An interdisciplinary conference on the history of the welfare state this weekend will celebrate the career of Canadian Studies professor James Struthers.
The Future History of the Welfare State will be held March 6 and 7, 2015, at Catherine Parr Traill College in honour Professor Struthers, who retired in 2014 after 37 years of service to Trent.
Professor Struthers was a founding figure in historical scholarship on the Canadian welfare state, having completed his PhD on the politics of unemployment in Canada at the University of Toronto in 1979.
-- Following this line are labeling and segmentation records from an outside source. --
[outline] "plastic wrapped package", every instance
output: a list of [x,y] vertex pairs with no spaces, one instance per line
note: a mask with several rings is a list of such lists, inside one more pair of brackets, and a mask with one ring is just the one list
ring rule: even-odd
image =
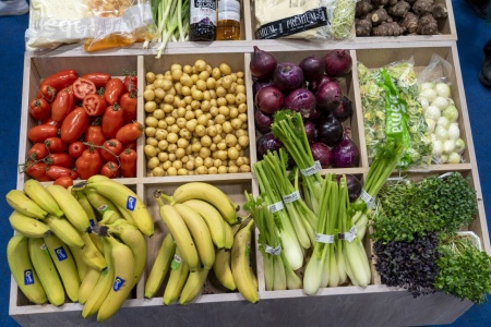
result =
[[254,0],[258,39],[352,38],[357,0]]
[[84,40],[92,52],[131,46],[153,37],[147,0],[32,0],[26,31],[28,51]]

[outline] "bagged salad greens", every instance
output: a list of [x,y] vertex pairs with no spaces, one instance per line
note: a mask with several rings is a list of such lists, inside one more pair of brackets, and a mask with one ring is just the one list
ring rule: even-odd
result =
[[406,152],[398,169],[426,168],[431,164],[432,143],[428,134],[412,60],[376,70],[358,63],[367,152],[371,164],[387,137],[404,143]]

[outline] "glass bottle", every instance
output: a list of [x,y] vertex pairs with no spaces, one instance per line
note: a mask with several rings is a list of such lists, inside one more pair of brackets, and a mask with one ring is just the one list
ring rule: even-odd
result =
[[240,39],[240,1],[218,0],[217,40]]
[[189,39],[211,41],[215,38],[216,0],[191,0]]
He revised the dissertation into a book, No Fault of Their Own: Unemployment and the Canadian Welfare State, 1914-1941. His second book, The Limits of Affluence: Welfare in Ontario, 1920-1970, traced the development of welfare policy in Ontario.
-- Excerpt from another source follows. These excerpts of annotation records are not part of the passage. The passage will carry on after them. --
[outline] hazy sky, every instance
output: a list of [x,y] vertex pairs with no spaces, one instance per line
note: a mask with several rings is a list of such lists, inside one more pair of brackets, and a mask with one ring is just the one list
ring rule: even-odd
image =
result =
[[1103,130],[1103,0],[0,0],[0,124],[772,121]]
Struthers was hired by Trent’s Canadian Studies program as a lecturer in 1977 and promoted to Assistant Professor after completing his doctorate in 1979. He taught courses on social policy, multiculturalism, and the history of Ontario.
The conference will feature leading scholars from across Canada discussing their current research projects and reflecting on emerging directions in the field of welfare state history.
Among the twelve presenters are two Trent alumni, Penny Bryden of the University of Victoria and Suzanne Morton of McGill University in Montreal.
Professor Struthers’s influence has extended widely, and his scholarship continues to serve as a model for historians seeking to place the development of relations of care in a wider social context.
The conference is open to the public. Admission is free.